China to impose 3 pct VAT on asset management -- Asset managers will be levied with a new 3 percent value-added tax (VAT) for returns on assets under management from January 1, 2018, instead of the previously noticed 6 percent rate from July 1, 2017.The delay was jointly announced by China's Finance Ministry and State Administration of Taxation on June 30, following complaints from the asset management industry, reiterating that asset managers should bear the burden to pay the tax. China has stepped up the implementation of VAT, replacing the business tax, as the country’s only indirect tax since 2012, which was hailed as the most significant tax reform in over two decades. (Source: CNTV)
China mulls further streamlining foreign firms M&A procedures -- China will roll out revised guidelines to streamline procedures for foreign firms' merger and acquisition (M&A) activities in the near future, the Ministry of Commerce (MOC) said on June 29. China issued a revised foreign investment catalogue on June 28, which includes the negative list as well as sectors and industries in which the government wants to encourage foreign investment. The new catalogue has reduced the requirement to obtain official approvals in M&A activities, which means more foreign firms can be established or change status directly via registration.

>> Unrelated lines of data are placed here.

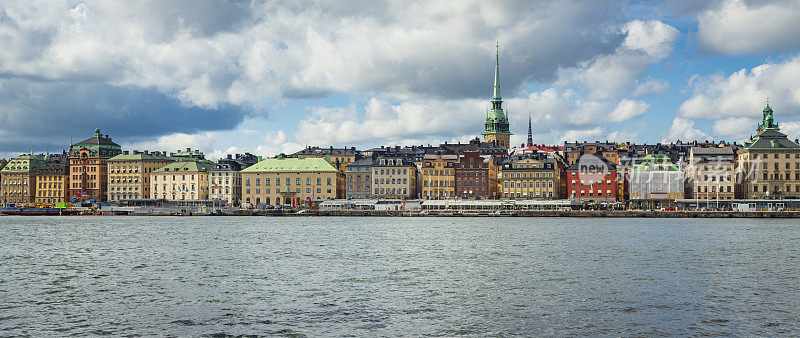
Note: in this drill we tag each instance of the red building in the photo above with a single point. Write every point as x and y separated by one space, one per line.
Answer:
592 179
473 176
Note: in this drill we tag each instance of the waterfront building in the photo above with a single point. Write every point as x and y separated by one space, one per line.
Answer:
592 179
339 158
52 182
655 180
710 173
288 181
394 176
531 176
19 179
359 181
225 178
475 176
185 180
89 167
768 163
575 150
188 155
129 174
438 176
496 128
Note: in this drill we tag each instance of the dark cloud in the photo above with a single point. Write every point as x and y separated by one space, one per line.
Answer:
45 115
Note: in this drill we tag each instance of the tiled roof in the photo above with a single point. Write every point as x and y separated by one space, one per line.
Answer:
283 164
185 166
139 157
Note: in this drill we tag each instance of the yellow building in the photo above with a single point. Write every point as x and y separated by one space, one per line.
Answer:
288 181
19 179
129 174
769 163
710 173
181 181
438 176
52 183
531 177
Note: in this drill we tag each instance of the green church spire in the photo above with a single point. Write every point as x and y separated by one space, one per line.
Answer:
497 120
496 96
768 121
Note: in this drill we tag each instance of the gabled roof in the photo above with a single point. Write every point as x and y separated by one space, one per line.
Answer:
23 164
53 168
284 164
140 157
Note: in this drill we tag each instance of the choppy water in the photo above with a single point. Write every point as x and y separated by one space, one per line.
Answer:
397 276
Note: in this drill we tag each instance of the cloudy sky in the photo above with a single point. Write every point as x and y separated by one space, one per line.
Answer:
271 77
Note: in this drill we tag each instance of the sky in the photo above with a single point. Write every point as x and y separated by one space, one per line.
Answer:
273 77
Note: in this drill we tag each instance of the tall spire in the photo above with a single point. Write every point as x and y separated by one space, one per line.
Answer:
496 94
530 131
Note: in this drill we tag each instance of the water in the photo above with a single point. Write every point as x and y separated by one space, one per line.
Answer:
397 276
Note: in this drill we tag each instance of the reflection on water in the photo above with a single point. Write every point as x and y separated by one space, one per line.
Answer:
397 276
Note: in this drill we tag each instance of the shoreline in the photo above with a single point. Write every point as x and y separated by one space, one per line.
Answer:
416 213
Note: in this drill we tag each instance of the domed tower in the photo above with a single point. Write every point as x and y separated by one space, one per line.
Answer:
496 126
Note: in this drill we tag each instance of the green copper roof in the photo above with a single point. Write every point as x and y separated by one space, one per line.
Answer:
769 135
139 157
496 94
185 166
496 120
291 165
23 164
655 162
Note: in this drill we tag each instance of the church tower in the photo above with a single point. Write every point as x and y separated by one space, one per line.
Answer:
496 127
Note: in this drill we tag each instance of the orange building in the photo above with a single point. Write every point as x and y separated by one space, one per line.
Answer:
88 167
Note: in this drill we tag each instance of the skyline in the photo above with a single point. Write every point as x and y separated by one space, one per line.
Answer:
250 77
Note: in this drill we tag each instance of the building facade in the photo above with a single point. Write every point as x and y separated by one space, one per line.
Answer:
769 163
52 182
530 176
339 158
656 178
592 179
225 178
438 176
181 181
359 179
710 173
18 179
496 128
89 167
129 174
288 181
393 176
475 176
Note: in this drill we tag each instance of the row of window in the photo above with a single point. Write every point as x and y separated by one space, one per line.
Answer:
529 175
538 194
278 190
288 181
529 184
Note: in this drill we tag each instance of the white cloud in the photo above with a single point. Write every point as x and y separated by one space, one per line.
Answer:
683 130
737 26
743 93
582 135
612 75
208 54
628 109
652 87
736 127
203 141
791 129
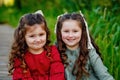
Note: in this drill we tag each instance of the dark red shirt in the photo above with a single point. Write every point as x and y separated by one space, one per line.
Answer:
40 67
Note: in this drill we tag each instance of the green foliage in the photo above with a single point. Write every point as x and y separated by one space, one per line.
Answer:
102 16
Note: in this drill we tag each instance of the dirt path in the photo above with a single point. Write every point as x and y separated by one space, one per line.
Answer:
6 37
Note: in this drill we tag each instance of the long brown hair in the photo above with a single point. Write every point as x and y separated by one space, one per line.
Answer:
83 44
19 46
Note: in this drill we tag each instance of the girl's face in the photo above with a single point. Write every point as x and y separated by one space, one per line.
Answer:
71 34
35 38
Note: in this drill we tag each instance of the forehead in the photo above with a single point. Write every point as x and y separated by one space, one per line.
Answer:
71 24
34 27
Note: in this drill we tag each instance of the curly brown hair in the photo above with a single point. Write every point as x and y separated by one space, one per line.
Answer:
19 46
83 44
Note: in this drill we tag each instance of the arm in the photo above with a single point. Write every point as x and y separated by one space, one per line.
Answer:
56 68
98 66
18 72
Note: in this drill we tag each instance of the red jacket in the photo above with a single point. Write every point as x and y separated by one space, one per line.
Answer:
40 67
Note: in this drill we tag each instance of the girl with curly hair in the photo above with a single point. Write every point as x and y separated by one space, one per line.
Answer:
79 53
32 57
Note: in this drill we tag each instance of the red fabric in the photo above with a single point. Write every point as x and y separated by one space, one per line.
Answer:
40 67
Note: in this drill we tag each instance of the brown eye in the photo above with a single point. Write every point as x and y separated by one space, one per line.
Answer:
41 34
66 31
32 36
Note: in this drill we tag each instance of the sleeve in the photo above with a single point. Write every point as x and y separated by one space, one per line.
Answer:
56 68
18 72
99 68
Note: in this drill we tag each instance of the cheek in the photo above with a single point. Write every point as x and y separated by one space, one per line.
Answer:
64 36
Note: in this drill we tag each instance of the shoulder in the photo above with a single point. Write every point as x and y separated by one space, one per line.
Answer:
93 53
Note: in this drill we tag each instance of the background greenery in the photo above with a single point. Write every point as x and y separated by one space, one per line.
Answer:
103 17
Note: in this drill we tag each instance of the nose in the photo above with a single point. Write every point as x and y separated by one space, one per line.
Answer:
37 39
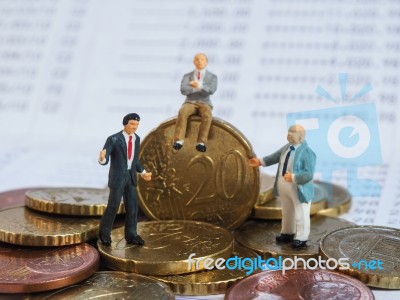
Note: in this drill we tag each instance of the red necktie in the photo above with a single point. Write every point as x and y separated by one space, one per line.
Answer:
130 147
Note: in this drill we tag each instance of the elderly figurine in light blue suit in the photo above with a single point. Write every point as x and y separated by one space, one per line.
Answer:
293 185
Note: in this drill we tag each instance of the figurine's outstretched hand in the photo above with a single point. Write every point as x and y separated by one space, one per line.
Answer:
102 155
254 162
147 176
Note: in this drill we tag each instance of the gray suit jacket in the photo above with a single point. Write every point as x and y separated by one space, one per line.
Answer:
116 149
303 169
210 83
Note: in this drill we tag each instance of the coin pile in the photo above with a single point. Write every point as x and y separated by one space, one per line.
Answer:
207 229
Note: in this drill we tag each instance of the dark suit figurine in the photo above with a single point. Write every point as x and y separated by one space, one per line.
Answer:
123 150
197 86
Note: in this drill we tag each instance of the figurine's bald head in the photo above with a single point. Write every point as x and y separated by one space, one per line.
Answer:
296 134
200 61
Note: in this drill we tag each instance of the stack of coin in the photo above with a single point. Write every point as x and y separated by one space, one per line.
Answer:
169 246
329 200
188 189
111 285
299 284
259 236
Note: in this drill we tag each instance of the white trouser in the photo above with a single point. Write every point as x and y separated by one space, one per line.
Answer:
295 215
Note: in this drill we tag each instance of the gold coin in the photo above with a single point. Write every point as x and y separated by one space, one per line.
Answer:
111 285
215 281
22 226
70 201
339 200
372 252
217 186
269 207
259 236
168 245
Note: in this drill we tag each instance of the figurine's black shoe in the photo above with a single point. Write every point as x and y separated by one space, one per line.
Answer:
201 148
177 146
105 242
298 244
136 240
284 238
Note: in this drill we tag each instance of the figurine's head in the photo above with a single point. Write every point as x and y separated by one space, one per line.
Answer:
131 123
200 61
296 134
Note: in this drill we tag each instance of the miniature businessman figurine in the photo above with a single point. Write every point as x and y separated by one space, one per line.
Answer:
123 150
293 185
197 86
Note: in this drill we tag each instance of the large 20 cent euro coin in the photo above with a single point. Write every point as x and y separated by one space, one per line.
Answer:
216 186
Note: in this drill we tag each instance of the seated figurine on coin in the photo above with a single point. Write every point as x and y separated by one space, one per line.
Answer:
197 86
293 185
123 149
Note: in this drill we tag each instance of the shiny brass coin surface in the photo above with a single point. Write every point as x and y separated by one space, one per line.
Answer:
216 186
259 236
215 281
26 270
339 200
23 226
168 245
299 284
70 201
13 198
269 207
112 285
373 253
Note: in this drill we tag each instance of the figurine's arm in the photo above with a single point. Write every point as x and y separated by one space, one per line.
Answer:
139 167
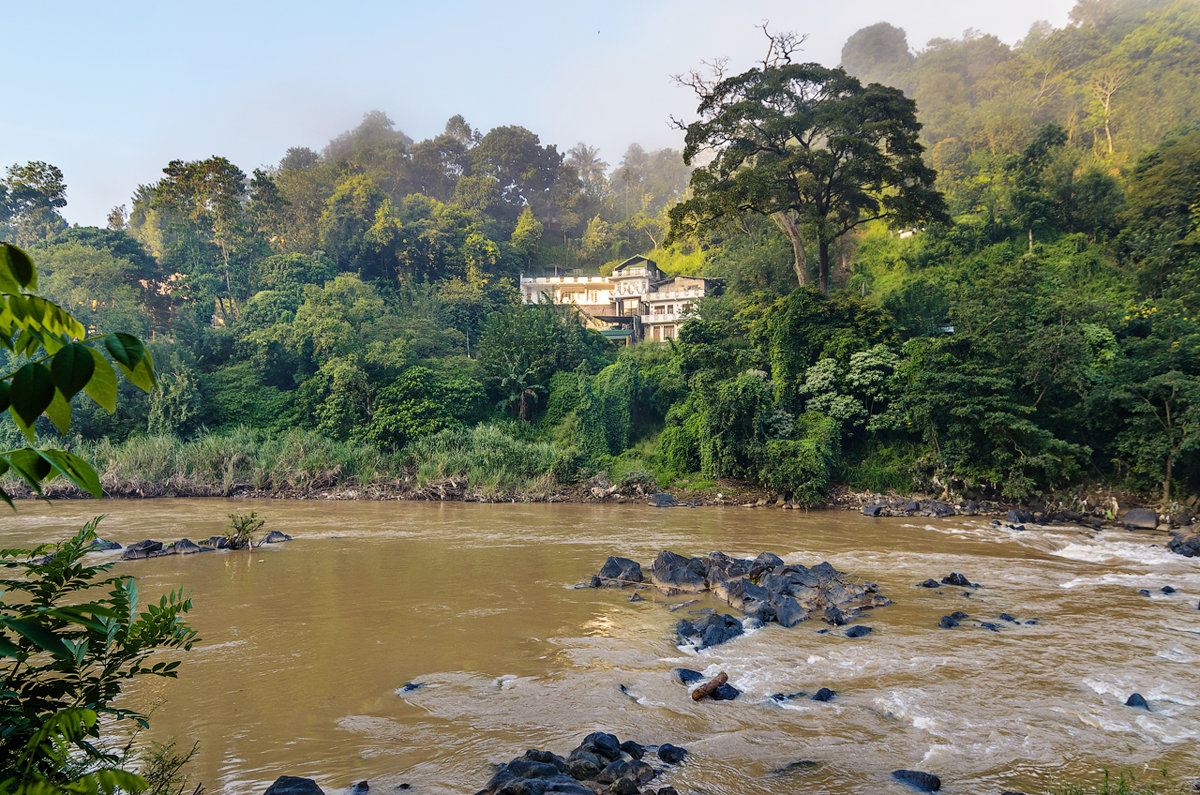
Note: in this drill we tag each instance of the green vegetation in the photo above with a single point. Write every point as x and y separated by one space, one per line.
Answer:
240 533
1006 250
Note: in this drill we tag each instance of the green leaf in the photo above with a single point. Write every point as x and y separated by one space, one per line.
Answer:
76 470
125 348
72 368
30 466
42 638
31 392
9 649
59 412
16 269
102 386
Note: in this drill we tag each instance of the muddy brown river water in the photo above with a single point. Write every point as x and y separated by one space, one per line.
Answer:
306 647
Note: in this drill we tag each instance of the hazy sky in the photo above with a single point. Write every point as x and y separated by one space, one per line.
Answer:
112 91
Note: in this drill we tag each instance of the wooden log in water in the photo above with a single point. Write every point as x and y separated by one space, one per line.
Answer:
709 686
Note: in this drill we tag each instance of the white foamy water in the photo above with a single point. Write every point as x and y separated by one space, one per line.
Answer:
313 643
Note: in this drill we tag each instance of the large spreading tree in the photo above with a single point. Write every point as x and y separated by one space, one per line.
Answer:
810 147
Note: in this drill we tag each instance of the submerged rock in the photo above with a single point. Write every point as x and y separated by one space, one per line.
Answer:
183 547
918 779
1186 544
142 550
1140 519
294 785
959 580
825 694
618 572
709 631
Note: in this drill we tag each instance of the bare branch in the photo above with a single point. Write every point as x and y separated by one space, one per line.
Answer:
780 47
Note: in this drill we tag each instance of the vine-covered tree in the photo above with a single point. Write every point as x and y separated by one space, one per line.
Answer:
811 148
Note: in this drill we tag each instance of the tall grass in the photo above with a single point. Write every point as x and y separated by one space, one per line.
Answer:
243 458
492 458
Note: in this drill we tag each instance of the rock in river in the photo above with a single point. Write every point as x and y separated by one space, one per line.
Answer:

China issues guidelines to promote sharing economy -- China issued guidelines on the sharing economy on July 3. The government will encourage innovation in sharing while regulating the sector in a tolerant and prudent manner, according to the National Development and Reform Commission and other seven government departments. More sophisticated regulations will govern different sharing sectors, reduce barriers to market entry and guard against risk. There will be well-defined rights and responsibilities for stakeholders and third-party platforms will address consumer complaints.
China's securities regulator hands out more fines in H1 -- In the first half of 2017, the China Securities Regulatory Commission (CSRC) has given fines totaling 6.36 billion yuan (about 938.8 million U.S. dollars), up 149 percent year on year, the CSRC said on its website. A total of 30 people were suspended from securities businesses in the first half, almost on par with the number of the whole year of 2016, the regulator said. During the period, the CSRC has dealt with 24 cases of violations in information disclosure, 24 cases of insider trading, and 14 cases of market manipulation.
China greenlights launch of cotton yarn futures -- China's securities regulator has recently approved the launch of cotton yarn futures on the Zhengzhou Commodity Exchange, according to an official statement. The cotton yarn futures, together with the cotton futures that already traded, will help companies in the industry to hedge against and improve the management of risks, the China Securities Regulatory Commission (CSRC) said. The date for the commencement of trading will be announced later, it said.
China to enhance macro prudential management to contain financial risk -- China will enhance macro prudential management to prioritize prevention and control of financial risk, according to the central bank. More efforts will be made to increase analysis and precaution of financial risk in fields including banks asset quality, capital markets, usage of insurance capital and illegal fund-raising, according to a report released by the People's Bank of China on July 4. Coordination among financial regulators will be improved to cover regulation of major financial institutions, infrastructure and business statistics.
China to boost use of natural gas -- China will accelerate the use of natural gas to combat pollution, China's top economic planner said on July 4. China will promote efficient, large-scale use of natural gas in sectors including industrial fuel, gas-fired power and transportation, according to the National Development and Reform Commission (NDRC). Natural gas consumption will be brought up to around 10 percent of the country's energy mix by 2020, according to the guideline.
China's State Council raises Hong Kong RQFII quota to 500 bln yuan -- The State Council, China's cabinet, has approved an increase in Hong Kong's Renminbi Qualified Foreign Institutional Investor (RQFII) quota, according to an official statement on July 4. The quota will be expanded to 500 billion yuan (about 73.65 billion U.S. dollars) from the current 270 billion yuan, according to a statement by the People's Bank of China.
China releases bike-sharing industry standards -- Shanghai and Tianjin have drafted regulations to take effect on Oct. 1, after taking advice from bicycle manufacturers and bike-sharers. Bike-sharing companies, including Mobike and Ofo, will adhere to standards on production, operation, and maintenance of shared bikes. The regulations specify a service life of three years for all such bikes and demand companies hire at least one maintenance employee for every 200 bikes. The rules also regulate management of deposits, handling of customer complaints and compensation for users.
China to create fair legal environment for domestic, foreign firms -- Chinese government will improve the legal environment to ensure domestic and foreign companies registered in China enjoy the same treatment, according to an official statement on July 5. To create a fair legal environment, China will make more regulations and policies that further stimulate market vitality, according to the statement following a State Council executive meeting presided over by Premier Li Keqiang. Government-involved investment funds will be guided to focus on public services, poverty relief and infrastructure projects, and to enhance support for the country's "Made in China 2025" plan. To get rid of unreasonable constraints for investors, the government will also continue to streamline administration, delegate power to lower levels and improve regulation and services.